Darren Flint

Personal information
- Full name: Darren Peter John Flint
- Born: 14 June 1970 (age 56) Basingstoke, Hampshire, England
- Batting: Right-handed
- Bowling: Slow left-arm orthodox

Domestic team information
- 1993–1995: Hampshire
- 1996: Wiltshire

Career statistics
| Competition | First-class |
| Matches | 15 |
| Runs scored | 72 |
| Batting average | 8.00 |
| 100s/50s | –/– |
| Top score | 17* |
| Balls bowled | 2,924 |
| Wickets | 34 |
| Bowling average | 38.76 |
| 5 wickets in innings | 1 |
| 10 wickets in match | – |
| Best bowling | 5/32 |
| Catches/stumpings | 8/– |
- Source: Cricinfo, 11 December 2009

= Darren Flint =

English cricketer and cricket coach

Darren Peter John Flint (born 14 June 1970) is a former English first-class cricketer and the current lead spin bowling coach at Hampshire County Cricket Club.

==Career==
Flint was born at Basingstoke in June 1970. He was educated there at Cranbourne School, before attending Queen Mary's College. He made his debut in first-class cricket for Hampshire against Gloucestershire at Bristol in the 1993 County Championship. His debut was met with success, with Flint taking figures of 5 for 32 in Gloucestershire's second innings, and scoring an unbeaten single in Hampshire's second innings to help guide them to a one wicket victory. Following his debut, he made a further nine appearances in the 1993 County Championship. Thereafter, he made just four further first-class appearances, playing twice in the 1994 County Championship and once in the 1995 County Championship. Noted as a promising young slow left-arm orthodox bowler, he took 34 wickets in his fifteen first-class matches at an average of 38.76; his best bowling figures remained those taken on debut. As a lower order batsman, he scored 72 runs with a highest score of 17 not out. Following his release by Hampshire, Flint played minor counties cricket for Wiltshire in 1996, playing eight Minor Counties Championship and three MCCA Knockout Trophy matches. He later played club cricket for Winchester in the Southern Cricket League, captaining the side in 1997.

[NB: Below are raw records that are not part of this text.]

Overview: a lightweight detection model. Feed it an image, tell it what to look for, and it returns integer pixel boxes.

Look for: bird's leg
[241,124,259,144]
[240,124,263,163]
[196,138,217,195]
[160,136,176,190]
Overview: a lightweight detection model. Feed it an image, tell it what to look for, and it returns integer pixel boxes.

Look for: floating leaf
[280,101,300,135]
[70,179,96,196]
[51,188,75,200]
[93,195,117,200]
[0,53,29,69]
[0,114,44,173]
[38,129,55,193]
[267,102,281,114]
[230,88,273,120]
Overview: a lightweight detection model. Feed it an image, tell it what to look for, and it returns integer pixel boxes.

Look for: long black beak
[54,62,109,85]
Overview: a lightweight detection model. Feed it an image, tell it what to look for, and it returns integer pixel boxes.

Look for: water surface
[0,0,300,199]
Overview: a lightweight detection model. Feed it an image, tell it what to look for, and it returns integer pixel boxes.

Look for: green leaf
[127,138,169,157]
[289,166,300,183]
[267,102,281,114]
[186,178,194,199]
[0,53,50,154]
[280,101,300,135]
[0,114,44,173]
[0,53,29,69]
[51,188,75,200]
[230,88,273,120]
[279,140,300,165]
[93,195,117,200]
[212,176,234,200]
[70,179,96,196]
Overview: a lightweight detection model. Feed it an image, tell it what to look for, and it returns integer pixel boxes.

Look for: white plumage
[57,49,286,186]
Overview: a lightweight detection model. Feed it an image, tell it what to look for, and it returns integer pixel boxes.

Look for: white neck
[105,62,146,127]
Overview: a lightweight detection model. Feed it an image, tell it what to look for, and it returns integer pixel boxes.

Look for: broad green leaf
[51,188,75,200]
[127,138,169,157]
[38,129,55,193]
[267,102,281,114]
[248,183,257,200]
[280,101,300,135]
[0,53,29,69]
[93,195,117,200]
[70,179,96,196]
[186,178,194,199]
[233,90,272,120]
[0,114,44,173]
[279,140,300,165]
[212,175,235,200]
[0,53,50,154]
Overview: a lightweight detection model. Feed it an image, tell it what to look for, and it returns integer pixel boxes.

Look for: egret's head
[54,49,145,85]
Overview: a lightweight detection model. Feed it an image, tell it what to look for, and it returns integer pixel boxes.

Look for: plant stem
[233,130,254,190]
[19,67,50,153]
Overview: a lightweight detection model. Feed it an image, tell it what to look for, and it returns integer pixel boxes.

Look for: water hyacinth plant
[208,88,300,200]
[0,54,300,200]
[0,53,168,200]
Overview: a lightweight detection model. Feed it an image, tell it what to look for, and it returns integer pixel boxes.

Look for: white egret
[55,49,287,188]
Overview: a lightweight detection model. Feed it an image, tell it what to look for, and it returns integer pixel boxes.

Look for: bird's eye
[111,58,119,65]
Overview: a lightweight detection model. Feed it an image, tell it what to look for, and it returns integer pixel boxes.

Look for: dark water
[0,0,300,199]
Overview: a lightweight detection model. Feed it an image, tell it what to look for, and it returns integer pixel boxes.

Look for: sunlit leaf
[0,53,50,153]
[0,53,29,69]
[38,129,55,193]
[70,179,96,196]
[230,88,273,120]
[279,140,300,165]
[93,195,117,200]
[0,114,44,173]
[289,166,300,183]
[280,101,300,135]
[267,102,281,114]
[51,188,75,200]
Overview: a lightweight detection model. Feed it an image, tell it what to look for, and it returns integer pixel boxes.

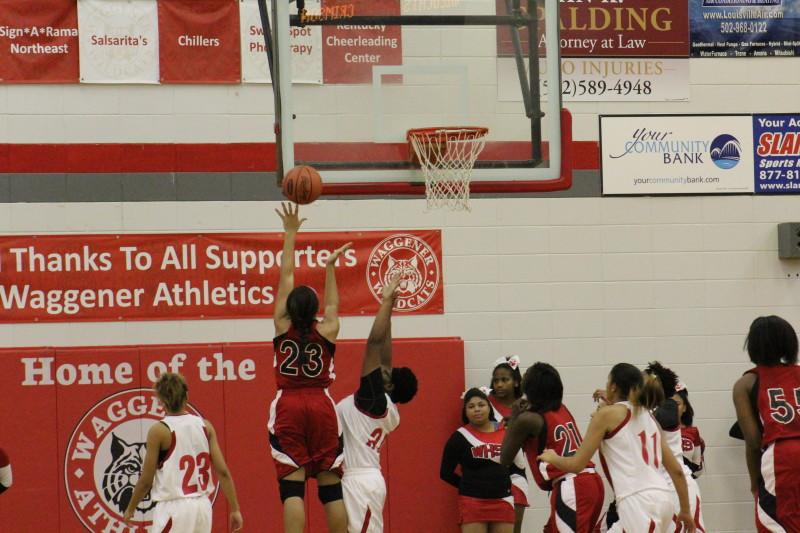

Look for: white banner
[600,115,754,194]
[78,0,159,83]
[239,0,322,84]
[497,57,689,102]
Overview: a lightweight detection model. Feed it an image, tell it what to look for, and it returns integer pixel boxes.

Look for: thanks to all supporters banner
[0,338,464,533]
[0,230,444,322]
[689,0,800,57]
[0,0,78,83]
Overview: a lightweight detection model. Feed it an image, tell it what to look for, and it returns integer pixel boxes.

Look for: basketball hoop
[406,126,489,211]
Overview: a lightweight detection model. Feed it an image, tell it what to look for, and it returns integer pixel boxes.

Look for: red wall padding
[0,338,464,533]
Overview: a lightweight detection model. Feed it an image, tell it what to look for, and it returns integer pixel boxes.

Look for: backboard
[271,0,571,195]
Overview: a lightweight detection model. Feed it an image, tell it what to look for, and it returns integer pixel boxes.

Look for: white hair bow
[461,387,492,400]
[493,355,521,370]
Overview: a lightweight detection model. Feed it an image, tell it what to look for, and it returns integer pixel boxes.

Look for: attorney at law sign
[600,115,753,195]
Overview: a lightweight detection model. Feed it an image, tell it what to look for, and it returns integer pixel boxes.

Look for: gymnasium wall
[0,196,800,533]
[0,56,800,145]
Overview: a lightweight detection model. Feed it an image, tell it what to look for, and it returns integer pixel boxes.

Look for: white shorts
[608,489,675,533]
[150,496,211,533]
[667,475,706,533]
[342,468,386,533]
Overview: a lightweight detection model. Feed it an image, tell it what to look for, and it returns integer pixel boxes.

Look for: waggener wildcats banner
[0,230,444,323]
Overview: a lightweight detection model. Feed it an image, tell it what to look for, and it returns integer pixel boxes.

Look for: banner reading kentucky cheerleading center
[689,0,800,57]
[0,230,444,322]
[600,115,754,194]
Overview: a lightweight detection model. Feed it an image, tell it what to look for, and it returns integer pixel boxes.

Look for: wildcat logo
[367,234,441,311]
[64,389,212,533]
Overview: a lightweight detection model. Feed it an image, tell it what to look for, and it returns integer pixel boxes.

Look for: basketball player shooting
[336,276,417,533]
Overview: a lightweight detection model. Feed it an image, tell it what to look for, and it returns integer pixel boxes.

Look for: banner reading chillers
[0,230,444,322]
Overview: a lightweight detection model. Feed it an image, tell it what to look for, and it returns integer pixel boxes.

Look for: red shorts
[458,496,515,525]
[268,388,343,479]
[544,472,605,533]
[756,439,800,533]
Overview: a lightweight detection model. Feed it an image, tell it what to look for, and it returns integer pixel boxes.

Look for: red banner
[0,0,79,83]
[496,0,689,57]
[0,338,464,533]
[0,230,444,322]
[158,0,242,83]
[322,0,403,83]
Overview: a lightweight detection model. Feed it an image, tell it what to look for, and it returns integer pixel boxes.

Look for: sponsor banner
[239,0,322,83]
[78,0,158,83]
[497,57,689,102]
[158,0,241,83]
[753,114,800,194]
[689,0,800,57]
[0,230,444,322]
[496,0,689,57]
[0,338,464,533]
[600,115,753,194]
[0,0,78,83]
[322,0,403,83]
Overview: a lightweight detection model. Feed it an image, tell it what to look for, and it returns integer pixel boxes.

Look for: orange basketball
[283,165,322,205]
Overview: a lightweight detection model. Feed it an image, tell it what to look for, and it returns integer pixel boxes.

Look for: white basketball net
[408,128,488,211]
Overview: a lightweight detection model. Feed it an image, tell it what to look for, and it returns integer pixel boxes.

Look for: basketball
[283,165,322,205]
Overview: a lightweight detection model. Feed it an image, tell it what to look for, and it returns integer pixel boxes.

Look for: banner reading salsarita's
[0,230,444,322]
[689,0,800,57]
[753,114,800,194]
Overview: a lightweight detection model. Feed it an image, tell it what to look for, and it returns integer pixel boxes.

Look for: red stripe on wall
[0,141,600,173]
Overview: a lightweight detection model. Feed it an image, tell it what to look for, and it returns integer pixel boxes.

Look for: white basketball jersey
[336,394,400,470]
[151,413,215,502]
[600,402,669,501]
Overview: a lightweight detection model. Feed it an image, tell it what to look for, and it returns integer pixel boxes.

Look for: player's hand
[325,242,353,267]
[511,398,530,420]
[381,274,401,302]
[538,448,560,464]
[678,511,695,533]
[230,511,244,531]
[275,202,306,233]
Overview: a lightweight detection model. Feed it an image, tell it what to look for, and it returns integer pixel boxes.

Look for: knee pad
[317,483,342,505]
[278,479,306,502]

Flint is currently a member of the coaching staff at Hampshire, holding the position of lead spin bowling coach, overseeing the development of spin bowling up to and including the professional squad. Amongst those he has coached is the leg spinner Mason Crane. Prior to his appointment at the Rose Bowl, he coached cricket in North Hampshire.